Usufrutto e “Nuda proprietà”

Cose l’usufrutto

L'usufrutto è un diritto di godimento per cui qualcuno ("usufruttuario") gode di un bene appartenente ad un altro ("nudo proprietario"), o per il tempo previsto da un contratto, o vita natural durante.

Ad esempio, un genitore può intestare a un figlio (che diventa così il "nudo proprietario") la proprietà di un appartamento, riservandosi però il diritto di abitarci per il resto della propria vita (diventando così "usufruttuario").

Ciò implica che quando si compra la "nuda proprietà" di una casa, non sarà possibile usarla fino a che qualcun altro ne avrà l'usufrutto (cioè, a seconda dei casi, finché non scadrà il contratto o finché sarà in vita l'usufruttuario).

Quando si utilizza l'usufrutto

La cessione della nuda proprietà di un immobile è usata in due situazioni abbastanza frequenti:
  • Per "monetizzare" il proprio bene immobile
    Chi non ha eredi spesso cede in tarda età la nuda proprietà per convertirne il valore in denaro liquido, garantendosi così le rendite di questa somma di denaro e naturalmente l'alloggio a vita.

    Questo fenomeno genera un mercato in costante crescita, in quanto consente a chi compra per investimento di ottenere proprietà immobiliari a prezzi sensibilmente inferiori di quelli normalmente chiesti dal mercato.
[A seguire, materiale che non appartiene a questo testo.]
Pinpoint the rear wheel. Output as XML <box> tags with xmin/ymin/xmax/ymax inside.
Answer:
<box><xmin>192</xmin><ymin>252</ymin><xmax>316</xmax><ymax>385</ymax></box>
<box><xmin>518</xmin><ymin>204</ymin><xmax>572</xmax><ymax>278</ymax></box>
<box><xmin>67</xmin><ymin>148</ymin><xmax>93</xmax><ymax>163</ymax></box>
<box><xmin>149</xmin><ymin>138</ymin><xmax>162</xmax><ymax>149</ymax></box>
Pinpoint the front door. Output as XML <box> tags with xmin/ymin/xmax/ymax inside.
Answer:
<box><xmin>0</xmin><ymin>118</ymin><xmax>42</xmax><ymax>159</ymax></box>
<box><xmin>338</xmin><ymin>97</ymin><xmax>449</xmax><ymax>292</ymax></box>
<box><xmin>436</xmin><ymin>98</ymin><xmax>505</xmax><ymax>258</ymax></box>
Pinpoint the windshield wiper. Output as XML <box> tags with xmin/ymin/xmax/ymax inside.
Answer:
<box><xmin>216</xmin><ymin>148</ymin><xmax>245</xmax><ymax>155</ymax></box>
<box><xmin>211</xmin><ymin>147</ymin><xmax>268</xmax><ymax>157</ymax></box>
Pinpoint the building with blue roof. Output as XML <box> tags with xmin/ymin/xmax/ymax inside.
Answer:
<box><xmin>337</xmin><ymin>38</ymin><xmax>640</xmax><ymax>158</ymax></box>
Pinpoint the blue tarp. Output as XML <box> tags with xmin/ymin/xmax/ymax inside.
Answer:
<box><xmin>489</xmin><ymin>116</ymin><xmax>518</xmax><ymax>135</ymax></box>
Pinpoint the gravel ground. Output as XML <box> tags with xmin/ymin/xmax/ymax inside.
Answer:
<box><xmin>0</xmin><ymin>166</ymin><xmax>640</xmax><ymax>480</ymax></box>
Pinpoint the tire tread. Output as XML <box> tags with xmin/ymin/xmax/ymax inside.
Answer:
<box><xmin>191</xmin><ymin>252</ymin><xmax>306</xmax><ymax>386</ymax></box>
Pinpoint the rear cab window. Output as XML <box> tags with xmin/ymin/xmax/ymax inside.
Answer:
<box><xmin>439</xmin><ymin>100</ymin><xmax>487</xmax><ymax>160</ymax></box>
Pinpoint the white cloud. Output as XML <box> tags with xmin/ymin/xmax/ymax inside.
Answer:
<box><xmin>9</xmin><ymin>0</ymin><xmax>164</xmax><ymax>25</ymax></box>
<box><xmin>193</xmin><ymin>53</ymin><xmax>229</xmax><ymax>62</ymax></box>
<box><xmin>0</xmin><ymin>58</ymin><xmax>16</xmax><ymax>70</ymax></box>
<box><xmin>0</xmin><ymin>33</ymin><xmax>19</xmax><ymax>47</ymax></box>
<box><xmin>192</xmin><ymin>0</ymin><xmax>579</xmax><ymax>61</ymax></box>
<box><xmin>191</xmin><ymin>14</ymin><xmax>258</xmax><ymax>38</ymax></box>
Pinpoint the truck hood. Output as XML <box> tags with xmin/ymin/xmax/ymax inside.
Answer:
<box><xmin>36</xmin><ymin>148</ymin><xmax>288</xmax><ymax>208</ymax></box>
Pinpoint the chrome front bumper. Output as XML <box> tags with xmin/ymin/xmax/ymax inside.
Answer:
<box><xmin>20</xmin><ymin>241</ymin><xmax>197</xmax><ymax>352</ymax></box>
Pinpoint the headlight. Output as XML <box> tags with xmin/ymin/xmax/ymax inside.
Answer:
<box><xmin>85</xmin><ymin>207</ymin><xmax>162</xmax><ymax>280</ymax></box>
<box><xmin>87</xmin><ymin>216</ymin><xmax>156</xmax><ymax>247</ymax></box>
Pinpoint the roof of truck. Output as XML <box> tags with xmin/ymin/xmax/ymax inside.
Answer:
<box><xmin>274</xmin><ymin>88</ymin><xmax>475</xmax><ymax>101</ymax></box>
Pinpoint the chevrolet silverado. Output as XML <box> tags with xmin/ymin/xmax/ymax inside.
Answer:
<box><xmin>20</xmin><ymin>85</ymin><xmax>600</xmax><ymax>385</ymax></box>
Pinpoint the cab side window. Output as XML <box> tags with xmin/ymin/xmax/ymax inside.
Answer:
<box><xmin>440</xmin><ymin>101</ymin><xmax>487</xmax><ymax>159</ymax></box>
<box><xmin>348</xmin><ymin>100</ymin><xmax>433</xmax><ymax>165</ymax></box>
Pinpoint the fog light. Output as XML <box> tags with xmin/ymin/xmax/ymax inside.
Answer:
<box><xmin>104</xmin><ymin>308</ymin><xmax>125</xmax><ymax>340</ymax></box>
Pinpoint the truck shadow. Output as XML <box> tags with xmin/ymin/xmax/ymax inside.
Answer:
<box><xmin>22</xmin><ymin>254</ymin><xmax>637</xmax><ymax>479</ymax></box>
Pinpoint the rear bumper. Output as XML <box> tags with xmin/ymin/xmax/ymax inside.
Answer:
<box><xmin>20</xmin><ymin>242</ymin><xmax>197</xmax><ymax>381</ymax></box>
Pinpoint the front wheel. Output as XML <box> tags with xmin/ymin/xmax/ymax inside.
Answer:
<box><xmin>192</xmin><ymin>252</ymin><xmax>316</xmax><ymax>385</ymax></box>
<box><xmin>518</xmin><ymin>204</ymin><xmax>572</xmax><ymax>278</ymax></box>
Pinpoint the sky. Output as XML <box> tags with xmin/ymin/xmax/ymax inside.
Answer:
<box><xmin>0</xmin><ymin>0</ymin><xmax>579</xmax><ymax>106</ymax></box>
  • Per ridurre la base imponibile di un immobile.
    La base imponibile, cioè il valore a partire dal quale si calcolano le imposte, è costituita dal valore della sola nuda proprietà (che è tanto più basso quanto più giovane è l'usufruttuario).
    Inoltre si pagano tasse soltanto quando viene ceduta la nuda proprietà, e non quando il nudo proprietario ricongiunge l'usufrutto con la nuda proprietà (cosa che avviene o alla morte dell'usufruttuario o alla scadenza dell'usufrutto).

    Se dunque un genitore, anziché donare un appartamento a un figlio, dona soltanto la nuda proprietà conservando l'usufrutto, avrà un risparmio d'imposta. Infatti pagherà le imposte solo sul valore della nuda proprietà, che è un valore più basso.
    Inoltre il nudo proprietario, quando otterrà il "consolidamento" (cioè la riunione dell'usufrutto con la nuda proprietà) non dovrà pagare altre imposte.

    Nel solo caso in cui il "consolidamento" avvenga per eredità, bisognerà sommare il valore di questo immobile al valore dell'insieme dei beni (il cosiddetto "asse ereditario") lasciati dal defunto, ma esclusivamente allo scopo di calcolare l'aliquota (percentuale da pagare) da applicare all'asse ereditario: infatti per l'immobile in sé non si dovranno pagare altre tasse.